Still committed: Defense Secretary Robert Gates made a surprise visit to Afghanistan this week to reassure Afghans alarmed at President Obama’s announcement that troop withdrawals would begin in 2011. “We will fight by your side until the Afghan forces are large enough and strong enough to secure the nation on their own,” Gates said. His visit came as attention refocused on the whereabouts of Osama bin Laden, after a Senate committee released a report blaming bin Laden’s 2001 escape from Tora Bora on the U.S. refusal to send in more troops. Testifying before Congress, Gen. Stanley McChrystal, the top commander in Afghanistan, said the capture of bin Laden was essential to the defeat of al Qaida, because bin Laden has become an “iconic figure” whose survival serves as a jihadist recruiting tool. In an earlier interview, Gates acknowledged that it has been “years” since the U.S. has had any credible intelligence on bin Laden’s whereabouts.
Student revolt: Iranian forces cracked down hard this week as tens of thousands of students staged the latest in a series of demonstrations against the government. A massive force of thousands of Basij militia officers stormed Tehran University and attacked supporters of opposition leader Mir Hossein Mousavi, who has become the face of the resistance since losing to President Mahmoud Ahmadinejad in June’s disputed election.
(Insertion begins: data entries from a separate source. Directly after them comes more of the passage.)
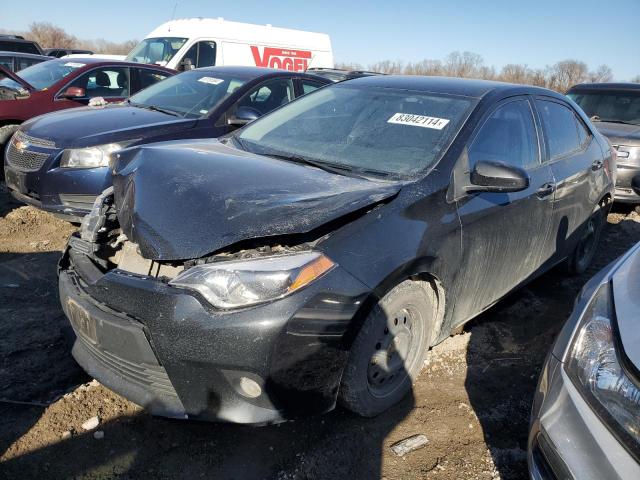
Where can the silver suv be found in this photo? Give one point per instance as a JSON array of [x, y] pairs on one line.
[[614, 108]]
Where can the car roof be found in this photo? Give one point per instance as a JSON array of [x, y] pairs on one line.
[[7, 53], [607, 86], [105, 61], [448, 85], [253, 72]]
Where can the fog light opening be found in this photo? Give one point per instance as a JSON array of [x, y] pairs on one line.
[[250, 388]]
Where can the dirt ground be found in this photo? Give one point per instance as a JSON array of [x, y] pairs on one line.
[[472, 401]]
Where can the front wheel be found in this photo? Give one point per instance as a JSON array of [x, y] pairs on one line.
[[389, 351], [584, 252]]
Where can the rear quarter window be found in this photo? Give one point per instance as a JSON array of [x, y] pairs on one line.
[[561, 128]]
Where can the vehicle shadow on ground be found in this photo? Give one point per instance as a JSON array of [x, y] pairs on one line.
[[509, 344], [34, 337], [7, 202], [136, 445], [334, 446]]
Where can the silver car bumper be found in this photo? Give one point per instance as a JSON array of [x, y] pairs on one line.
[[567, 438]]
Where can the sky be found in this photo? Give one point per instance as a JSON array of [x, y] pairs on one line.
[[536, 33]]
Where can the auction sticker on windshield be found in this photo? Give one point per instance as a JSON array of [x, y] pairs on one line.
[[418, 121], [211, 80]]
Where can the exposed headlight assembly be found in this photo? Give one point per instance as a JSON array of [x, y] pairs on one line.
[[91, 157], [241, 283], [594, 366]]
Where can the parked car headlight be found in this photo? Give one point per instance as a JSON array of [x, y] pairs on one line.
[[90, 157], [240, 283], [595, 368]]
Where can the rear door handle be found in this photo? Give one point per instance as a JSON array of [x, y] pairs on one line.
[[546, 190]]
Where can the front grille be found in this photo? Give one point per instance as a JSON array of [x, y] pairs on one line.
[[25, 160], [38, 142], [152, 377]]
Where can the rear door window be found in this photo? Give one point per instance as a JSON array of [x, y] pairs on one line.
[[508, 135], [309, 86], [25, 62], [560, 128], [107, 82], [269, 95], [7, 63], [202, 54], [145, 77]]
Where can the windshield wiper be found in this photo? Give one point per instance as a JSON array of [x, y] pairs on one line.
[[326, 166], [616, 121], [155, 109]]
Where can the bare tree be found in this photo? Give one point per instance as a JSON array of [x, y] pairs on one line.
[[465, 64], [48, 35], [601, 74], [387, 66], [349, 66], [516, 73], [563, 75], [424, 67]]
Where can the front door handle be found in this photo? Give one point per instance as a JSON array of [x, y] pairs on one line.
[[546, 190]]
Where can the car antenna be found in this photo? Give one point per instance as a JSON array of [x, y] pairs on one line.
[[310, 62]]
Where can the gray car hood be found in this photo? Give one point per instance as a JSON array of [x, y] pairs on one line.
[[620, 133], [185, 199], [626, 294]]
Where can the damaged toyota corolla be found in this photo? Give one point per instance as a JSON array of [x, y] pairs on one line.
[[316, 255]]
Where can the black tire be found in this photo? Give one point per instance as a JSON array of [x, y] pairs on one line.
[[6, 132], [581, 258], [391, 346]]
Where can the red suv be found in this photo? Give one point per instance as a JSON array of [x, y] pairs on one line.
[[67, 83]]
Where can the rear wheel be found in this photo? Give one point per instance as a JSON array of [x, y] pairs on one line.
[[583, 255], [389, 351]]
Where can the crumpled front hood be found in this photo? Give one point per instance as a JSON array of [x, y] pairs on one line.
[[626, 293], [620, 133], [182, 200], [85, 126]]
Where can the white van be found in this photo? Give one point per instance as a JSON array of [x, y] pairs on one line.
[[202, 42]]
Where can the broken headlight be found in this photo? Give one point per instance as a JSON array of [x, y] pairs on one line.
[[90, 157], [594, 366], [240, 283]]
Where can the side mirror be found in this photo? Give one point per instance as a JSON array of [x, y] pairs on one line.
[[243, 116], [73, 92], [186, 65], [491, 176], [635, 184]]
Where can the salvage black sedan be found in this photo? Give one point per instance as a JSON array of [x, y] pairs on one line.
[[318, 253]]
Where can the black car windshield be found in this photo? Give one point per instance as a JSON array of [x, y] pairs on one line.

The Basij members were armed with steel clubs and tear gas, and witnesses said they used those weapons freely. Authorities tried to suppress news of the protest by jamming Internet and cell phone transmissions and banning foreign journalists from the streets. But as with the “Green Revolution” protests over the summer, Iranian bloggers managed to get pictures of the mayhem out to the world.
Bombings rock capital: A series of car bombings killed scores of people in Baghdad this week, plunging the capital back into violence just as a date was set for parliamentary elections. At least 112 people were killed and 425 injured when five bombs went off just minutes apart in crowded areas around the city, including at several colleges. Authorities said the blasts appeared to be the work of the Sunni insurgent group al Qaida in Iraq and that more violence leading up to the election was expected. “It’s about to become worse,” said Teba Adeel, a medical technician who was at a teaching hospital when scores of victims were rushed in. After months of wrangling over balloting rules, the vote, originally scheduled for January, has now been set for March 6.